Interestingly, a simple posterior check doesn’t look half-bad:
pp_check(fit_bad)
But now, have a look at the pairs() plot:
pairs(fit_bad)
Aha, there we see a clear problem! The joint posterior for the intercept and the slope for year_perturbed looks like a line. This means that these parameters could in princple do the same “job”.
This suggests a possible solution stragey. The model is too unconstrained. It can allow these two parameters meander to wherever they want (or so it seems). We could therefore try honing them in by specifying priors, like so:
Family: gaussian
Links: mu = identity; sigma = identity
Formula: avg_temp ~ s(year) + year_perturbed
Data: mutate(aida::data_WorldTemp, year_perturbed = rnor (Number of observations: 269)
Draws: 4 chains, each with iter = 2000; warmup = 1000; thin = 1;
total post-warmup draws = 4000
Smooth Terms:
Estimate Est.Error l-95% CI u-95% CI Rhat Bulk_ESS Tail_ESS
sds(syear_1) 3.62 1.08 2.04 6.16 1.00 1074 1808
Population-Level Effects:
Estimate Est.Error l-95% CI u-95% CI Rhat Bulk_ESS Tail_ESS
Intercept -187.55 58370.12 -91895.80 96032.53 1.02 2239 613
year_perturbed 0.11 33.35 -54.87 52.52 1.02 2239 613
syear_1 14.60 2.32 9.93 19.16 1.00 2006 2539
Family Specific Parameters:
Estimate Est.Error l-95% CI u-95% CI Rhat Bulk_ESS Tail_ESS
sigma 0.33 0.01 0.30 0.36 1.00 3180 2729
Draws were sampled using sampling(NUTS). For each parameter, Bulk_ESS
and Tail_ESS are effective sample size measures, and Rhat is the potential
scale reduction factor on split chains (at convergence, Rhat = 1).
Well, alright! That isn’t too bad anymore. But it is still clear from the posterior pairs plot that this model has two parameters that steal each other’s show. The model remains a bad model … for our data.
pairs(fit_bad)
Here’s what’s wrong: year_perturbed is a constant! The model is a crappy model of the data, because the data is not what we thought it would be. Check it out:
That’s more like what we thought it was: year_perturbed is supposed to be noisy version of the actual year. So, let’s try again, leaving out the smoothing, just for some more chaos-loving fun:
fit_bad_2 <-brm(formula = avg_temp ~ year + year_perturbed, data = data_WorldTemp_perturbed,seed =1969,prior =prior("student_t(1,0,5)", coef ="year_perturbed")) summary(fit_bad_2)
Family: gaussian
Links: mu = identity; sigma = identity
Formula: avg_temp ~ year + year_perturbed
Data: data_WorldTemp_perturbed (Number of observations: 269)

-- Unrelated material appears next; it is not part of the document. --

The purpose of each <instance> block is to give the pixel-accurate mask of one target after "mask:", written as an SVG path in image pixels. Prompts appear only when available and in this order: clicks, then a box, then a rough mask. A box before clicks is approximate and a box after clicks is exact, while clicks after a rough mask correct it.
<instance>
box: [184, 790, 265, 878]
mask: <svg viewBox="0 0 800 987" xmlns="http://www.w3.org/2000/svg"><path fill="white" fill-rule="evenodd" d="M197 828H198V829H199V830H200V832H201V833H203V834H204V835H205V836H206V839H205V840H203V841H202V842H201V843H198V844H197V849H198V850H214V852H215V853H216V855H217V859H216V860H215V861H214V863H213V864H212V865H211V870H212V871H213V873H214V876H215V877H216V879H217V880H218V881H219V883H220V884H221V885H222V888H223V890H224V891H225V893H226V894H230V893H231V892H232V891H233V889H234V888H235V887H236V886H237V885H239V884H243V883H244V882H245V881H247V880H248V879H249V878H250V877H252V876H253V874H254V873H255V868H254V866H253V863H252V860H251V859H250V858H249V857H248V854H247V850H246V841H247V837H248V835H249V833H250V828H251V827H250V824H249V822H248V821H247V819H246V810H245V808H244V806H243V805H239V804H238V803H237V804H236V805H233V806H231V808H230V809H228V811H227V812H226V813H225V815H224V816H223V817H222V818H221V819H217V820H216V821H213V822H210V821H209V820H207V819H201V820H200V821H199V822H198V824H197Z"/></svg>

Draws: 4 chains, each with iter = 2000; warmup = 1000; thin = 1;
total post-warmup draws = 4000
Population-Level Effects:
Estimate Est.Error l-95% CI u-95% CI Rhat Bulk_ESS Tail_ESS
Intercept -3.45 0.58 -4.58 -2.32 1.00 4456 3133
year 0.01 0.00 0.01 0.01 1.00 4059 2558
year_perturbed -0.00 0.00 -0.00 0.00 1.00 4094 2708
Family Specific Parameters:
Estimate Est.Error l-95% CI u-95% CI Rhat Bulk_ESS Tail_ESS
sigma 0.40 0.02 0.37 0.44 1.00 1456 1573
Draws were sampled using sampling(NUTS). For each parameter, Bulk_ESS
and Tail_ESS are effective sample size measures, and Rhat is the potential
scale reduction factor on split chains (at convergence, Rhat = 1).
There are no warnings, so this model must be good, right? – No!
If we check the pairs plot, we see that we now have introduced a fair correlation between the two predictor variables.
pairs(fit_bad_2)
We should just not have year_perturbed; it’s nonsense, and it shows in the diagnostics.